1 minute read

AMD AI Engine development usually involves three pieces:

  1. Kernel code (C++)
  2. Graph code (C++ or Python)
  3. Host code (C++ or Python)

For kernels, I have explored the lower-level side of the stack:

  • Intrinsics: direct programming of AIE vector/MAC operations
  • APIs: C++ wrappers around intrinsics from AMD

For graph design, the options are:

  • Vitis graph flow in C++
  • MATLAB/Simulink-based flow
  • IRON in Python

Early work: intrinsics + MATLAB

My first AIE experiments started with intrinsics + MATLAB in this repo: amd_aie_matlab.

This repo includes small matrix/vector experiments such as gemv, gemv_opt, and gemv_opt_i8, along with MATLAB/Simulink files and AIE kernel code.
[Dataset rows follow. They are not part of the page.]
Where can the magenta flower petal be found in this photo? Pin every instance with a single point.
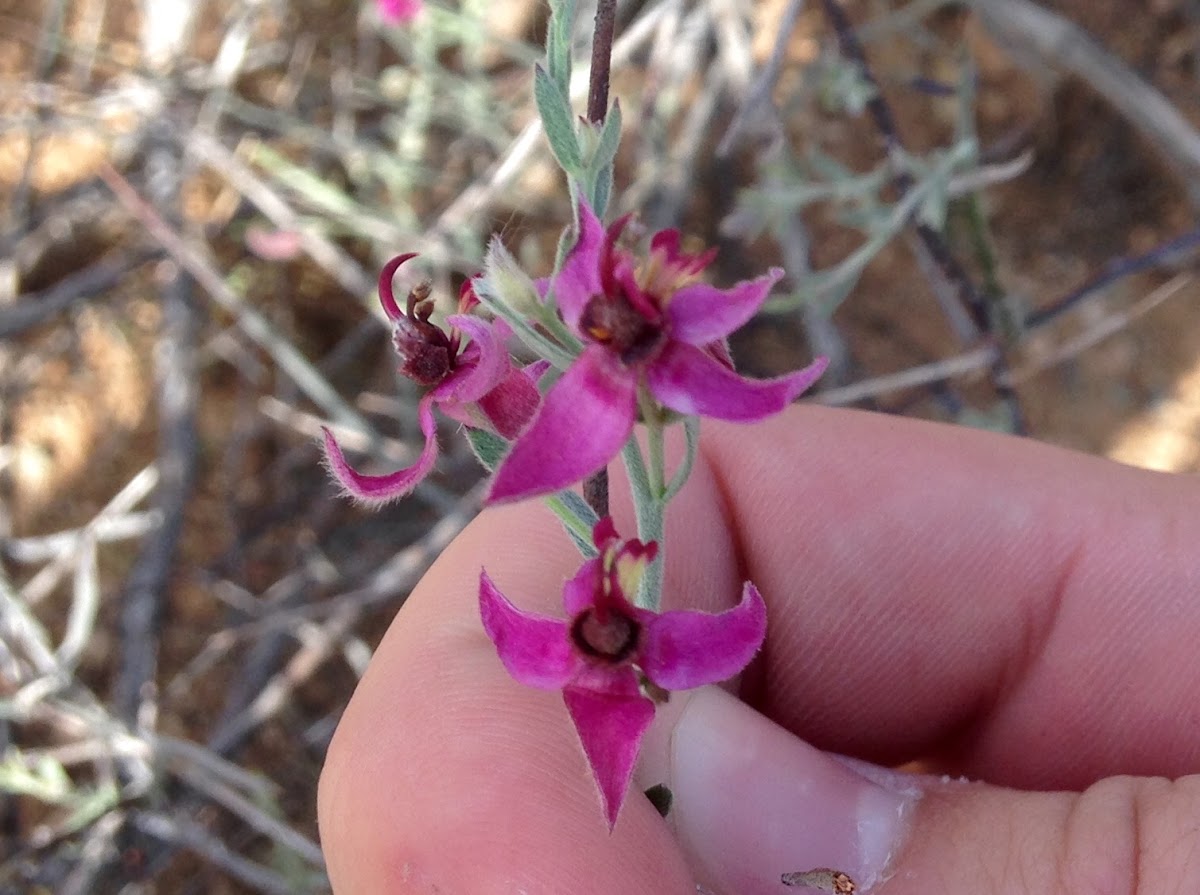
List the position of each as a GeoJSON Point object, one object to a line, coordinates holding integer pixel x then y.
{"type": "Point", "coordinates": [510, 404]}
{"type": "Point", "coordinates": [399, 11]}
{"type": "Point", "coordinates": [611, 726]}
{"type": "Point", "coordinates": [580, 276]}
{"type": "Point", "coordinates": [701, 314]}
{"type": "Point", "coordinates": [580, 593]}
{"type": "Point", "coordinates": [685, 649]}
{"type": "Point", "coordinates": [484, 364]}
{"type": "Point", "coordinates": [534, 649]}
{"type": "Point", "coordinates": [382, 488]}
{"type": "Point", "coordinates": [689, 380]}
{"type": "Point", "coordinates": [585, 420]}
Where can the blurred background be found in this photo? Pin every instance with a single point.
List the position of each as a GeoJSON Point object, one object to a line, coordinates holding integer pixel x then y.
{"type": "Point", "coordinates": [987, 211]}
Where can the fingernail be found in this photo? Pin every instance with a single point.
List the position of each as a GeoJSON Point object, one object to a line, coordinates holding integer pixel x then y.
{"type": "Point", "coordinates": [750, 802]}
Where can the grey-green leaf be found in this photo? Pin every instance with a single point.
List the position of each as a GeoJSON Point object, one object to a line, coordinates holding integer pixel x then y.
{"type": "Point", "coordinates": [558, 121]}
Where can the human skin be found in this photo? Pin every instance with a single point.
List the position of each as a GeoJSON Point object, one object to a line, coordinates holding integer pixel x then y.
{"type": "Point", "coordinates": [999, 610]}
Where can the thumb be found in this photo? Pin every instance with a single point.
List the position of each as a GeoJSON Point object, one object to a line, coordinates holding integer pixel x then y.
{"type": "Point", "coordinates": [755, 809]}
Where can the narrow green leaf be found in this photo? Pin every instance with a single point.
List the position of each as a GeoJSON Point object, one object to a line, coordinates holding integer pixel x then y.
{"type": "Point", "coordinates": [557, 119]}
{"type": "Point", "coordinates": [558, 42]}
{"type": "Point", "coordinates": [610, 139]}
{"type": "Point", "coordinates": [489, 446]}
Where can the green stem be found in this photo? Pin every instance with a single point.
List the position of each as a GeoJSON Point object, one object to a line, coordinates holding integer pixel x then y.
{"type": "Point", "coordinates": [691, 442]}
{"type": "Point", "coordinates": [576, 518]}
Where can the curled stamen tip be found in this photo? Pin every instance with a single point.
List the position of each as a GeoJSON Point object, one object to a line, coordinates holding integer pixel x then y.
{"type": "Point", "coordinates": [387, 296]}
{"type": "Point", "coordinates": [835, 882]}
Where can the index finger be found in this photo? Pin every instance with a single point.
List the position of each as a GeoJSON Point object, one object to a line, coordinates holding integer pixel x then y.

The flow was simple: generate test data, run the model, and compare the simulated output against a golden result.

That work later evolved into this repository where some undegrad students work on optimizing intrinsics for GEMV and GEMM: aie-intrinsics-nn. This effort moved toward a more structured intrinsics-based workflow for small neural-network style building blocks. The focus was on reusable kernels and a clearer path from GemV-style experiments toward denser NN-style compositions.

Lightweight backend work for hls4ml

The next step was this repo: hls4ml-backend, for mapping small neural-network style computations onto AIE as an effort to create a backend for the popular python based tool hls4ml. It includes quickstart and run_workload.py, serving as a sandbox for experimenting with how small physics NN layers could be laid out across AIE resources.

Teaching material

I also worked as a Teaching Assistant (TA) for the AI Engine portion of Ryan’s CSE237C course. The public assignment and starter material are here:

This material introduces the AIE programming model through:

  • host / graph / kernel separation
  • IRON-based Python graph construction
  • tiled matrix multiplication
  • single-core and whole-array examples
  • small NN-style exercises built from these pieces

The assignment code includes files like basic_mm.py, matmul.cc, passthrough.py, and nn.py.